HEPATITIS TERMINAL
Estaba
casi desahuciado. La hepatitis acabaría con él antes de recibir un trasplante
de riñón: la lista de espera era demasiado amplia, y había otros pacientes con
más antigüedad que él en la misma. Se sentía presa de las parcas, y apenas tuvo
consuelo cuando se encontró con un viejo amigo de la infancia.
-Hola,
Miguel – le saludó el hombre canoso y delgado como vara de mimbre.
-Saludos,
Pedro – contestó Miguel, aunque apenas le salía la voz de la garganta.
-¿Qué
te pasa, amigo? Te veo alicaído – lo miró a preocupado.
Pensó
que quizá sería bueno confesar a su amigo las últimas noticias sobre su
enfermedad y el diagnóstico definitivo de los médicos. En el bar, apenas
terminada su confesión, y después de un par de rondas de cervezas, Pedro le
hizo otra pregunta:
-¿Fumas?
-No,
Pedro. No, mi enfermedad nada tiene que ver con el tabaquismo. Más bien es
genética. Los pulmones los tengo en perfecto estado…
-Estupendo
entonces – su amigo sonrió y se atusó el fino bigote.
Al
rato Miguel comenzó a sentirse mal y pidió a su amigo que le llevase hasta su
domicilio. En el trayecto se desmayó. Despertó tumbado en la cama de su casa.

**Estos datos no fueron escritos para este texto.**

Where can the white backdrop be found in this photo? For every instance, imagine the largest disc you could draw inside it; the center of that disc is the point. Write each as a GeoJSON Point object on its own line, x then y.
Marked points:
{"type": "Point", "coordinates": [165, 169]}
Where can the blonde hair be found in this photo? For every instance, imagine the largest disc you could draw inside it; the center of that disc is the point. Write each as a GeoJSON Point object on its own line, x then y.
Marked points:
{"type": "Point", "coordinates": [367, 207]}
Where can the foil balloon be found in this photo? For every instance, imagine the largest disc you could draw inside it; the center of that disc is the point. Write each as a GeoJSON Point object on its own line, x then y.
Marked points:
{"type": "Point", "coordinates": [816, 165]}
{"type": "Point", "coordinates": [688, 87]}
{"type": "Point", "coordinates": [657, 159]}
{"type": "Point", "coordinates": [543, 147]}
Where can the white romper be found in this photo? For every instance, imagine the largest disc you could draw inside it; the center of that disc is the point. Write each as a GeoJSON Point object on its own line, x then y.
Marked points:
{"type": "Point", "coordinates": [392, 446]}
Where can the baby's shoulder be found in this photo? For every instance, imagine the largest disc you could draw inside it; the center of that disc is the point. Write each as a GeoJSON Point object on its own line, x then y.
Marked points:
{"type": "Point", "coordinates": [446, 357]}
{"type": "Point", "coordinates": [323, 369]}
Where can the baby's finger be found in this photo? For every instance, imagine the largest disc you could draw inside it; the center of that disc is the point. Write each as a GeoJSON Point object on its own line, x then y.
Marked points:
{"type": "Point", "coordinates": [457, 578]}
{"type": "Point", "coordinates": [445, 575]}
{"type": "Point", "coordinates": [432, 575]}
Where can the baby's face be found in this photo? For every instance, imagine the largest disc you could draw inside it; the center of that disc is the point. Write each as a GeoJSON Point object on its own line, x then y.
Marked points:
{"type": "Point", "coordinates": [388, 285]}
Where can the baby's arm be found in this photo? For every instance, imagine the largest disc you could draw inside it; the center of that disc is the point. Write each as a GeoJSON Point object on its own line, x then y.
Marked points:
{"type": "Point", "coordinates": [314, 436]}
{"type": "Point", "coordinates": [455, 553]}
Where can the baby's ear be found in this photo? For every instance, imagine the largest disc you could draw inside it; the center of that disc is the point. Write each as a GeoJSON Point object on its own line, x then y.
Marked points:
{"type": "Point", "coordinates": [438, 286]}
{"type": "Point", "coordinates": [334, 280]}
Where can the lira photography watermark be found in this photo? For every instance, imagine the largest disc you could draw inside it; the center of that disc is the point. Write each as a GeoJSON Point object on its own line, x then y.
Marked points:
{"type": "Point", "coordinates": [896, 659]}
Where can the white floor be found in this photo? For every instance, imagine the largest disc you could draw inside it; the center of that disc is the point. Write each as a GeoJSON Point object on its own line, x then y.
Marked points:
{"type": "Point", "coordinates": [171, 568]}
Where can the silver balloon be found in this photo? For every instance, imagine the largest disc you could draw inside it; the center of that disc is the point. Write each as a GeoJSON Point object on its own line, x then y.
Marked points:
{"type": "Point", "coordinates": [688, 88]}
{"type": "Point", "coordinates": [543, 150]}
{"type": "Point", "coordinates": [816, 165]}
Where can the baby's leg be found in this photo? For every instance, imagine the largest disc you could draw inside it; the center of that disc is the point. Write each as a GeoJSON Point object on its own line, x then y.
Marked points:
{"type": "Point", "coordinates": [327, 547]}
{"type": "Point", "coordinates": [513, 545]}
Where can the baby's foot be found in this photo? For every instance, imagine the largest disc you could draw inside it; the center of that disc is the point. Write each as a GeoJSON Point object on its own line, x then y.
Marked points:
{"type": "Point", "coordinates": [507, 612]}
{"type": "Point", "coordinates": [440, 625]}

Estaba solo. No sabía cuánto tiempo había transcurrido. Se incorporó de la
cama. Estaba desnudo y le dolía el pecho. Cuando llegó al baño se contempló en
el espejo y su sorpresa fue mayúscula: ¡una cicatriz cruzaba su pecho en
vertical, y tenía otra en el costado, junto al hígado! No recordaba nada.
Alarmado fue al hospital. Tras las pruebas que le hicieron confirmaron sus
sospechas: tenía un hígado nuevo, sano y funcionando correctamente y también
que… carecía de uno de los riñones.
Miguel
no presentó denuncia, ni contó lo que le había sucedido. Nunca más vio a Pedro,
y siempre quedó con la duda de qué hubiera hecho entonces: si condenarle por
quitarle un riñón, o bendecirle por darle un hígado nuevo.